What can I say? The times, they are a- changin’.
To think that I managed to make it through my entire first semester and still seem like a functioning individual! I was going to absolutely all my classes, no excuses. I was eating (somewhat) healthy, I was handling all my time well and had no need or cause for staying up past 12 other than watching Gilmore Girls, I was even running every single morning. I was posting on my blog more or less regularly, dammit! Where did it all go wrong?
You see, one of the things that really shocked me the most in comparisson of life in highschool when I first started at Glendon was the difference in schedule and the general structure of my everyday. Back home, I used to get up at 6:22 every morning after listening to precicesly 7 minutes of music to fully wake up, get ready for school, and study from 8am untill 3pm. Afterwards I would usually stay an aditional hour in school for extracurricular activities and go home to keep on studying and doing homework. Which is roughly 8-9 hours of only studying each day. How does life at Glendon compare? On my bussiest day I have 2 courses, so 6 hours of class max.
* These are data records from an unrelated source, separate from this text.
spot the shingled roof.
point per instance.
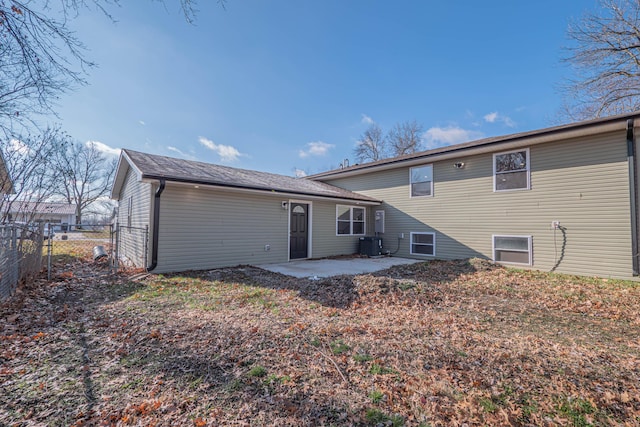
(154, 167)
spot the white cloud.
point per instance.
(181, 153)
(299, 173)
(439, 137)
(18, 146)
(367, 120)
(227, 153)
(497, 117)
(103, 148)
(491, 117)
(317, 148)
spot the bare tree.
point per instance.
(405, 138)
(31, 176)
(86, 176)
(41, 57)
(606, 60)
(372, 145)
(37, 51)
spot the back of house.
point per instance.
(558, 199)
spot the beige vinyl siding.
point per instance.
(203, 228)
(582, 183)
(131, 241)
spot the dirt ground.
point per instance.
(443, 343)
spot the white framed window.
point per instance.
(512, 249)
(423, 243)
(350, 221)
(421, 181)
(511, 170)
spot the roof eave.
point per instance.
(483, 146)
(254, 190)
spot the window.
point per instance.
(512, 249)
(350, 220)
(423, 244)
(511, 170)
(422, 181)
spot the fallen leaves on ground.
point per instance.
(438, 343)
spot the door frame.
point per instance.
(309, 227)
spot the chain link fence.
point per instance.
(120, 247)
(63, 249)
(21, 248)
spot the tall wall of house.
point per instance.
(582, 183)
(134, 217)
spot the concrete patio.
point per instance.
(335, 267)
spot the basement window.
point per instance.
(511, 170)
(512, 249)
(423, 244)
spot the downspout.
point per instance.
(633, 194)
(156, 226)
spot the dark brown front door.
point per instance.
(299, 234)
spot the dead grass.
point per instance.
(439, 343)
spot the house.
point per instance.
(202, 216)
(60, 215)
(558, 199)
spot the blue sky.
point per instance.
(280, 86)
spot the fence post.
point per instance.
(49, 251)
(116, 255)
(146, 245)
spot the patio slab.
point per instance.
(335, 267)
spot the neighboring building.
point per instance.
(60, 215)
(558, 199)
However in no way should the last sentence be in any way taken as an indication that university is in any way a breeze compared to highschool. It is just different. Mainly because while you don’t spend so much time in actual class infront of the professor, you are expected to make up for it by studying on your own, revising and keeping up with the plethora of assigned readings.
I guess I could say my problems all started when 2 of my courses ended. Last semester I had at least one class every single day of the week, which was perfect. I had this down to a science. It gave me a reason to leave bed early everymorning in order to be able to go running, shower, eat a healthy breakfast and get ready go into York Hall and get educated into the complicated artistic science that is Linguistics. I needed all that time to keep up, and I like to think that I spent that time well. It was a simple life, and I enjoyed it.
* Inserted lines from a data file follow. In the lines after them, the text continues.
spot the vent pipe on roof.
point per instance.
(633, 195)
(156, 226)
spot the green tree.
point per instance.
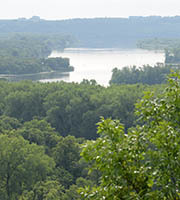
(21, 166)
(143, 164)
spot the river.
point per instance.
(96, 64)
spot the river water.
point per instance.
(96, 64)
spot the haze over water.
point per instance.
(98, 63)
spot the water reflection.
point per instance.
(42, 77)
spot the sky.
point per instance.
(68, 9)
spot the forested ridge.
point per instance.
(28, 53)
(99, 32)
(43, 126)
(75, 141)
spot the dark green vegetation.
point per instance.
(145, 75)
(100, 32)
(145, 163)
(26, 53)
(170, 46)
(44, 128)
(70, 108)
(39, 155)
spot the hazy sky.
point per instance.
(63, 9)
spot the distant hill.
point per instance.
(100, 32)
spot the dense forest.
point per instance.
(146, 74)
(99, 32)
(75, 141)
(49, 140)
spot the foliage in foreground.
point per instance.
(145, 163)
Everything changed when my 2 Spanish half courses came to an end. It created a gap in my schedule, that hurrible limbo-like state known as “free time”. And I no longer had my biweekly French classes, either. In the begining I didn’t really feel it. At first I thought “So I have two whole days in the week without any classes, bid deal! I can use this time to study or run more than my usual 10k, right!” If only I’d known.
Thinking about it now I suppose I should have seen the signs. I started sleeping in a little bit on Tuesdays and Thursdays, not enough to cause alarm but definitely out of the ordinary, and with every passing week the numbers displayed on my alarm got closer and closer to 12. I even left campus one day to go to the ROM, in the middle of the week!
So because I slept in late a little bit more everyday (oh god did I really sleep till 1pm yesterday?), here I am, 3 am on Friday the 5th of February, alert as a 6 year old in Disneyland that was given candy and a puppy. My parent’s imposed bedtime does not look so bad now, does it? And it is during these rare moments of lucidness and composure that I think about Emily Bronte, as you would, and more specifically the following quote, which has been turning over in my mind for some weeks now.
I do realize that this quote was spoken by Nelly Dean, one of the servants in the house who, in the 1800s, would have had to get up very early indeed to fulfil all her duties. But it does resonate with some of our contemporary habits. A year ago, by ten o’clock I was already out of bed, dressed, finished with breakfast, in school, and was done with at least 2 hours of studying. How does 2016 Isabel compare? By ten I’m awake, sometimes. It depends really on whether I have an early class (6/7 chance I do not,) the mood, the weather, what time I went to sleep the night before, etc.
To be fair I did use to get up pretty early until January came along, with its cold (to me) temperatures and its refusal to let it snow. When I could go running through the fall-clad street of Toronto without risking frostbite I did manage to be more productive. I swear! Yet it does feel like now that I am not getting up as early as I used to I struggle more and more to study as diligently, or keep up with all of the things I did last year.
But it goes so much further than that. Much of the whole going to university deal is the part where you get to know yourself. I am no longer dependent on my parents to make decisions for me. I am here because I want to be, and not because I have to be. And I am not only figuring out the 5 Latin declensions but also who I am and how do I handle living in the Real World
I used to get up pretty early back in Ecuador. Not only just for school; I rarely, if ever, slept in past nine during the weekend. So if I no longer get up before 12 every single day then what am I? Am I the kind of person that sleeps all day, works little in the afternoon and then spends the rest of the night trying to catch up on sleep? So many questions arise! Am I the kind of person that exercises daily or those who keep claiming that they’ll go to the gym but never do? Do I make healthy life choices or not? Do I read of watch Netflix? Am I happy with who I am I, and happy about where I am or am will I perpetually wish I were living in another eternally elusive time?
And most important of all: if I go to bed at 4:00 am will I manage to sleep enough to be alert for my Linguistics class at noon?